Les assassins de Kazadi Mumbayi traqués par la police criminelle

Le quartier Mbenseke, sur les hauteurs de Mont Ngafula, n’a pas encore séché ses larmes, ni les membres du personnel de la société de téléphonie cellulaire Vodacom ne se sont pas  encore remis de leur tristesse, une semaine après l’assassinat à son domicile, et devant sa femme et ses enfants, de Zacharie Kazadi Mumbayi, agent de cette entreprise, par des malfaiteurs armés.
Dans cette partie de Mont Ngafula, l’ombre de la mort continue de planer, au point que désormais, toutes les nuits, les silhouettes des personnes dissimulées au coin des rues, sous des arbres, retranchées dans des maisons inachevées, ne rassurent plus. La population craint d’être interpellée par ces malfrats décidés à dépouiller les paisibles citoyens ou à tuer par cruauté. 
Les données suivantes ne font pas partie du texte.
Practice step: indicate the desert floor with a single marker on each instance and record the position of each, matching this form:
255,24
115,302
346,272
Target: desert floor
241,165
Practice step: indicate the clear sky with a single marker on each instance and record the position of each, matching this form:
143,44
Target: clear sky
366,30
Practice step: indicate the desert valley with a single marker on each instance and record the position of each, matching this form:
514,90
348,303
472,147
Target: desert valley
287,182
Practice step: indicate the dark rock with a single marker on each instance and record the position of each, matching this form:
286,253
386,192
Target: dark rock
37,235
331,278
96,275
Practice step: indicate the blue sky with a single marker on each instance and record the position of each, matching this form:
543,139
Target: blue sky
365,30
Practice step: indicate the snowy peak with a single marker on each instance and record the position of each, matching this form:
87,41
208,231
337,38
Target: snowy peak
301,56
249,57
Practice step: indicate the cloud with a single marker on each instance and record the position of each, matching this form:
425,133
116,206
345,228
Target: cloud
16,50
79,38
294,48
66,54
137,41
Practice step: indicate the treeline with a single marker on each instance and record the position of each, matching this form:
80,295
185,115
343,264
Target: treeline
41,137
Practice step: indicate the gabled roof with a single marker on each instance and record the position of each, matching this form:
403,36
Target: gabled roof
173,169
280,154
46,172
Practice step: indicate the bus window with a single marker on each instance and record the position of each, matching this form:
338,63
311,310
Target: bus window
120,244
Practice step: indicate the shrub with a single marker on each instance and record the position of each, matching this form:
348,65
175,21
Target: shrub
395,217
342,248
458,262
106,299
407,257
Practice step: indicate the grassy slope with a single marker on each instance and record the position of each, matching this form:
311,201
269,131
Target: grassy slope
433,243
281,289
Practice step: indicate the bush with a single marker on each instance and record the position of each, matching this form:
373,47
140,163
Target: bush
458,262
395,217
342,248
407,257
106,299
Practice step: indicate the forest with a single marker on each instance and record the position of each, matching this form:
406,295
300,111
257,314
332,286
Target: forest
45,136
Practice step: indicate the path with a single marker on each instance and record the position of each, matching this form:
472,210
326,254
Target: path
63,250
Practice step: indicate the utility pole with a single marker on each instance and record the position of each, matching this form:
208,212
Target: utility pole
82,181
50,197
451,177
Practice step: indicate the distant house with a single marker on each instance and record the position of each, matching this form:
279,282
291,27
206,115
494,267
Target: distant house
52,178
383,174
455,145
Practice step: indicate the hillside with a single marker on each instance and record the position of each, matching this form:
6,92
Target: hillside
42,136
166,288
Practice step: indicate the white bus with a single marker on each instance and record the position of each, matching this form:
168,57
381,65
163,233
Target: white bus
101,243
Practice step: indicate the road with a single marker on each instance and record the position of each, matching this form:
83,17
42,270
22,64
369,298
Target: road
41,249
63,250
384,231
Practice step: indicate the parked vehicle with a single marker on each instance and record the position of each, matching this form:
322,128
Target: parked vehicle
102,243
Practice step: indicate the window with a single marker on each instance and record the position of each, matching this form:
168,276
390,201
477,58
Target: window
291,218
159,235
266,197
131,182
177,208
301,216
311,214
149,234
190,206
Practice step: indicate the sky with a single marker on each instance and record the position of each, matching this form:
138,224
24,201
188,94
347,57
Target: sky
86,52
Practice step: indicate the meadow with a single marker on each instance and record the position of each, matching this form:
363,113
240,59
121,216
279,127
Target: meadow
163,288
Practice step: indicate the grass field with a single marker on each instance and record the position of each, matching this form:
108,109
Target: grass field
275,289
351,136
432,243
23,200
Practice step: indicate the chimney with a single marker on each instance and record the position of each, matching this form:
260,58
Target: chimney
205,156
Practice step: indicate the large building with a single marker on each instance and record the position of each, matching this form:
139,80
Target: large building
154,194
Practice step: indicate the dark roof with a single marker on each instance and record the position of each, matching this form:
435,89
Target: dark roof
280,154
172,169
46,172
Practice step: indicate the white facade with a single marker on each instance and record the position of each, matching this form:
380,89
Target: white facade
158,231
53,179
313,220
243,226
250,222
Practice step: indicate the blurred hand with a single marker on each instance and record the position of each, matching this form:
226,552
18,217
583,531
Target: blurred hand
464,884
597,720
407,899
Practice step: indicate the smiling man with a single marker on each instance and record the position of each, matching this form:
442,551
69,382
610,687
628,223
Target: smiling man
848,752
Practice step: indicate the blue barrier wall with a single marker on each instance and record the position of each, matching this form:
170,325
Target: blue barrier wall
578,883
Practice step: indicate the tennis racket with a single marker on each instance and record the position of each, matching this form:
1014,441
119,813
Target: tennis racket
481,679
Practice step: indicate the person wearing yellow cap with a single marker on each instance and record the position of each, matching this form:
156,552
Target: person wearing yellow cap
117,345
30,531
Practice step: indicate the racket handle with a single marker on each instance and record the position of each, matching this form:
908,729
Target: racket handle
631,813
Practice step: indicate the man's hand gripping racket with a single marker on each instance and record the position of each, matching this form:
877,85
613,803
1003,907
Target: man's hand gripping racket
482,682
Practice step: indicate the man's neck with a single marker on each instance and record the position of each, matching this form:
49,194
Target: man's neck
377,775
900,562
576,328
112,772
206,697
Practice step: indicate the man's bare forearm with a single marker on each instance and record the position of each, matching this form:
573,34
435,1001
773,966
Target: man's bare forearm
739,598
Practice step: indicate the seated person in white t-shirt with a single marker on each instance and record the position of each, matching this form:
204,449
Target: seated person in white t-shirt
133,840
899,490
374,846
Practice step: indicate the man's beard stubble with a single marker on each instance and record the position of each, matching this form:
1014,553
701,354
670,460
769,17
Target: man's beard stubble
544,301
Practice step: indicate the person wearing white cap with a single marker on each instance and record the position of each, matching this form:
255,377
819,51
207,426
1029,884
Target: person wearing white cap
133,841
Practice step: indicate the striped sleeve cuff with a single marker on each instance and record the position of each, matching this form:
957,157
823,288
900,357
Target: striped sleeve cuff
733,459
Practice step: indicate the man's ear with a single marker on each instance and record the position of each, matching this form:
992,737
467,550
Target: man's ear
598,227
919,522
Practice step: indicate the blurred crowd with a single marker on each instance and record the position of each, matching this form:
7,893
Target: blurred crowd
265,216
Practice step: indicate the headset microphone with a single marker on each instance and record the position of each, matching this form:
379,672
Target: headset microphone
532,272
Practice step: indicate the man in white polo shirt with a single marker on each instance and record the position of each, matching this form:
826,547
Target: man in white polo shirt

  Jadis quartier paisible, Mbenseke sort difficilement de son deuil. Et jusqu’à ce jour, on ne peut se rappeler non sans pincement au cœur, que dans la nuit du dimanche 24 au lundi 25 juin 2012, des malfaiteurs dont ignore le nombre exact, avaient fait irruption vers minuit, sur avenue Pylône, dans la maison de Kazadi Mumbayi, agent à la société Vodacom-Congo. Tous menaçants, ces agresseurs en quête des devises, n’entendaient pas un autre langage, alors que la victime s’époumonait à leur expliquer la crise enregistrée ces temps derniers. Devant leur insistance, Zacharie Kazadi s’est cru en devoir de les braver, espérant qu’ensemble avec ses enfants, ils pouvaient organiser la résistance et parvenir à mettre en déroute ces jeunes délinquants âgés probablement de moins de 3O ans. Cette tentative d’une rare témérité a provoqué le courroux des bandits. Pour en finir vite, l’un d’eux n’a pas trouvé mieux que de tirer une balle meurtrière sur Zacharie Kazadi. Mortellement touché, il est tombé et a succombé sur le champ.
 
En dépit du spectacle macabre de leur victime étalée par terre et saignant abondamment, un autre malfaiteur ne cessait d’admirer la beauté de la veuve. Voilà qu’il est allé s’armer d’un couteau de cuisine pour tenter de violer la dame en pleurs, devant ses enfants majeurs. Chose qui a révolté l’aîné des garçons. S’étant armé d’un pilon, ce dernier est revenu furtivement au salon où le brigand réitérait ses menaces sur sa mère. Pendant que l’agresseur était distrait, il lui a administré un violent coup sur la tête. L’homme est mort peu après. La tournure tragique des événements a entraîné immédiatement la débandade des autres membres de la bande.
En attendant la fin des investigations de la police, avons-nous appris, les deux corps, l’un de Zacharie Kazadi, et l’autre, du bandit non identifié, ont été entreposés à la morgue de l’Hôpital général de référence de Kinshasa.
Selon des informations recueillies auprès d’une source policière, les limiers sont sur les traces des malfaiteurs. Et sur base des portraits-robots de ces brigands, l’on croit savoir que les enquêteurs disposeraient d’une somme importante d’informations permettant d’identifier les autres membres  de la bande et de localiser leur repaire. Avec ce crime, tout ce quartier mobilisé autour des orphelins ne jure plus que de se rendre justice sur tout malfaiteur qui s’aventurerait dans ce secteur.
 
                                     J.R.T.